In granting this motion, the trial court stated:
This Court believes that several factors contributed to the verdict in this case. The Defendant did not make effective arguments and did not forcefully argue that the dents in the door could not have been caused by a rock. Secondly, the prosecutor during his initial final argument, at the very time he was discussing the critical causation issue with the jury, commented on the Defendant's failure to testify . . . [T]his Court believes that even though it had also instructed the jury, at the Defendant's request, regarding the Defendant's right not to testify, the timing of the prosecutor's specific remarks about the Defendant's failure to testify, had a substantial impact on the jury that likely contributed to the verdict being against the weight of the evidence.
* * *
The door skin damage consisted not of a large single dent, but rather of four distinct sharp dents of approximately equal severity configured in the shape of a square with no apparent damage within the square.
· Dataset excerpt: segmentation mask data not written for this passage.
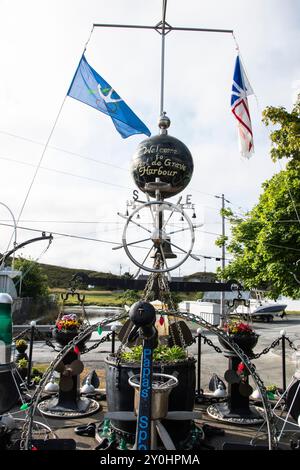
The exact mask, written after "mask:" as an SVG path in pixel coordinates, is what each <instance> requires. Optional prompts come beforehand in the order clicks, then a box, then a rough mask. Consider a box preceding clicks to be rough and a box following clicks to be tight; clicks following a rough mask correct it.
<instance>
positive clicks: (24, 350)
mask: <svg viewBox="0 0 300 470" xmlns="http://www.w3.org/2000/svg"><path fill="white" fill-rule="evenodd" d="M27 348H28V344H24V345H23V344H22V345H20V346H17V345H16V350H17V351H18V352H19V353H24V352H25V351H26V349H27Z"/></svg>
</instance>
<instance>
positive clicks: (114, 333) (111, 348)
mask: <svg viewBox="0 0 300 470" xmlns="http://www.w3.org/2000/svg"><path fill="white" fill-rule="evenodd" d="M115 341H116V332H115V330H112V334H111V353H112V354H114V353H115Z"/></svg>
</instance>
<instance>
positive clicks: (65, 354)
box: [20, 313, 126, 450]
mask: <svg viewBox="0 0 300 470" xmlns="http://www.w3.org/2000/svg"><path fill="white" fill-rule="evenodd" d="M125 317H126V314H125V313H121V314H118V315H115V316H113V317H109V318H106V319H104V320H101V321H100V322H98V323H95V324H94V325H90V326H88V327H87V328H85V330H83V331H81V332H80V333H79V334H78V336H76V337H75V338H73V340H72V341H70V342H69V343H68V344H67V345H66V346H65V347H64V348H63V349H62V350H61V351H60V352H59V353H58V355H57V356H56V358H55V359H54V360H53V361H52V362H51V364H50V365H49V367H48V369H47V370H46V372H45V373H44V375H43V377H42V379H41V381H40V383H39V384H38V387H37V388H36V390H35V391H34V393H33V395H32V397H31V400H30V402H29V403H28V406H29V408H28V411H27V415H26V417H25V421H24V425H23V428H22V433H21V439H20V450H29V449H30V441H31V435H32V426H33V416H34V414H35V411H36V407H37V405H38V402H39V399H40V395H41V393H42V391H43V389H44V386H45V384H46V381H47V380H48V379H49V377H50V376H51V375H52V374H53V371H54V370H55V368H56V367H57V365H58V364H59V363H60V361H61V360H62V359H63V358H64V357H65V356H66V354H67V353H68V352H69V351H70V350H71V349H74V347H75V346H76V345H77V344H78V343H79V342H80V341H82V340H84V339H85V338H86V337H88V335H89V334H91V333H92V332H93V331H95V330H97V328H98V327H102V326H104V325H106V324H108V323H112V322H114V321H118V320H121V319H123V318H125Z"/></svg>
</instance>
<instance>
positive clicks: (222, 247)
mask: <svg viewBox="0 0 300 470" xmlns="http://www.w3.org/2000/svg"><path fill="white" fill-rule="evenodd" d="M221 199H222V212H221V216H222V239H223V243H222V263H221V266H222V270H224V268H225V241H224V240H225V216H224V209H225V198H224V194H222V196H221ZM221 281H222V282H224V280H223V279H222V280H221ZM220 314H221V316H220V326H223V324H224V320H225V292H224V291H223V292H221V304H220Z"/></svg>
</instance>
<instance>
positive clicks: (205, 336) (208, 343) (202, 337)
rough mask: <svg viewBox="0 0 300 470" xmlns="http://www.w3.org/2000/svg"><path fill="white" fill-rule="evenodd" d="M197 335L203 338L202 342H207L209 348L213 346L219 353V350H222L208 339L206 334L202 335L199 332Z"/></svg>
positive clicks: (219, 351) (216, 351)
mask: <svg viewBox="0 0 300 470" xmlns="http://www.w3.org/2000/svg"><path fill="white" fill-rule="evenodd" d="M198 336H201V338H203V342H204V344H207V345H208V346H210V347H211V348H213V349H214V350H215V351H216V352H217V353H221V352H222V349H221V348H219V347H218V346H216V345H215V344H214V343H213V342H212V341H211V340H210V339H208V338H207V336H205V335H202V334H201V333H200V334H199V335H198Z"/></svg>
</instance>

Moreover, the metal appeared to be gouged in the areas of the dents with the gouges running in different directions. This Court is of the view that these are all matters that are observable by a lay person and strongly suggest to the untrained eye that the door damage could not have been caused by a grapefruit sized rock. When this evidence is duly considered with all the other evidence in the case, the verdict is against the weight of the evidence.
After reviewing the record we are unable to say the district court abused its discretion by granting Martin's motion for a new trial. Contrary to the State's contention, the court considered more than Bacon's testimony or the propriety of the prosecutor's remarks during final argument. The foregoing includes the court's express reference to the physical evidence and common sense impressions or inferences to be drawn therefrom. Even if Bacon's testimony was erroneously received or considered, it was merely cumulative of the court's independent assessment of the weight of the evidence. The same is true for the significance of the prosecutor's remarks during final argument.
We accordingly affirm.
AFFIRMED.
MAHAN and VAITHESWARAN, JJ., concur specially.
I concur specially. I believe Bacon's testimony was erroneously received and considered. However, I agree with the majority the district court considered more than Bacon's testimony in deciding to grant the motion for new trial and the testimony was cumulative to the court's assessment of the weight of the evidence.
VAITHESWARAN, J., joins this special concurrence.